The positron emission mammography (PEM)/PET system may be an effective system for the detection and diagnosis of breast cancer, according to a study to be published in the Feb. 7 issue of Physics in Medicine and Biology.
Scientists at the Department of Energy's Thomas Jefferson National Accelerator Facility in Newport News, Va., West Virginia University (WVU) School of Medicine in Morgantown, W.Va., and the University of Maryland School of Medicine in Baltimore, designed and constructed the system.

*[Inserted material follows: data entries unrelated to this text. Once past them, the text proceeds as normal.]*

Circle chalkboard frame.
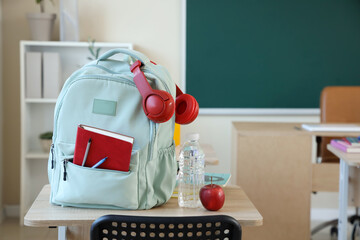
[181,0,360,116]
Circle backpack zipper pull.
[63,159,69,181]
[50,143,54,169]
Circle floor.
[0,218,352,240]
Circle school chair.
[90,215,241,240]
[311,86,360,238]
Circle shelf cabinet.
[20,41,133,224]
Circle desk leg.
[338,159,349,240]
[58,226,66,240]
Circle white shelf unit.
[20,41,133,225]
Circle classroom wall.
[2,0,336,214]
[0,1,4,223]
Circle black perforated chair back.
[90,215,241,240]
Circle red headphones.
[130,60,199,124]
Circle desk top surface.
[327,144,360,167]
[233,122,360,137]
[24,185,263,227]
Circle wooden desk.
[24,185,263,239]
[327,144,360,240]
[231,122,359,240]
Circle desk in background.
[231,122,359,240]
[24,185,263,239]
[175,143,219,165]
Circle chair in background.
[90,215,241,240]
[311,86,360,239]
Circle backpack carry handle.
[96,48,150,65]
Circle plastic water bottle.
[178,133,205,208]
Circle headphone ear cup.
[143,90,175,123]
[175,94,199,124]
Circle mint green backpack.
[48,49,177,209]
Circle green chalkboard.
[186,0,360,109]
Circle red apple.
[199,184,225,211]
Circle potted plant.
[27,0,56,41]
[39,131,53,152]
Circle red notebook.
[74,124,134,172]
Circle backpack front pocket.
[55,152,139,209]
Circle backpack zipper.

Raymond R. Raylman, a professor of radiology and vice chair of radiology research at WVU, and colleagues from the above facilities, used PEM/PET system to detect and guide the biopsy of suspicious breast lesions. The scientists said they acquired PET images to detect suspicious focal uptake of the radiotracer and guide biopsy of the area, and limited-angle PEM images could then be used to verify the biopsy needle position prior to tissue sampling.
They performed image reconstruction with a 3D ordered set expectation maximization algorithm parallelized to run on a multi-processor computer system. The authors wrote that the reconstructed field of view (FOV) is 15x15x15 cm3.
The initial phantom-based testing of the device was focused upon its PET imaging capabilities, and specifically, spatial resolution and detection sensitivity were assessed, according to the researchers.
The authors found that the measurements yielded a spatial resolution at the center of the FOV of 2.01mm (radial), 2.04mm (tangential) and 1.84mm (axial). At a radius of 7 cm from the center of the scanner, the results were 2.11mm (radial), 2.16mm (tangential) and 1.87mm (axial). They also found that the maximum system detection sensitivity of the scanner is 488.9 kcps µCi-1 ml-1 (6.88 percent).
The scientists concluded that the system is especially useful in imaging tumors in women who have indeterminate mammograms because of dense or fibroglandular breasts.
The Jefferson Lab Radiation Detector and Medical Imaging Group, with a group member now affiliated with the University of Maryland School of Medicine, developed the detector heads with the on-board electronics, the data acquisition readout and the image reconstruction software. The imaging device's gantry and the motion-control software were developed by WVU researchers.
In the future, the team will make improvements in the detector systems and image reconstruction software and the addition of components for taking x-ray CT scans. The team has planned initial clinical trials once system testing is complete.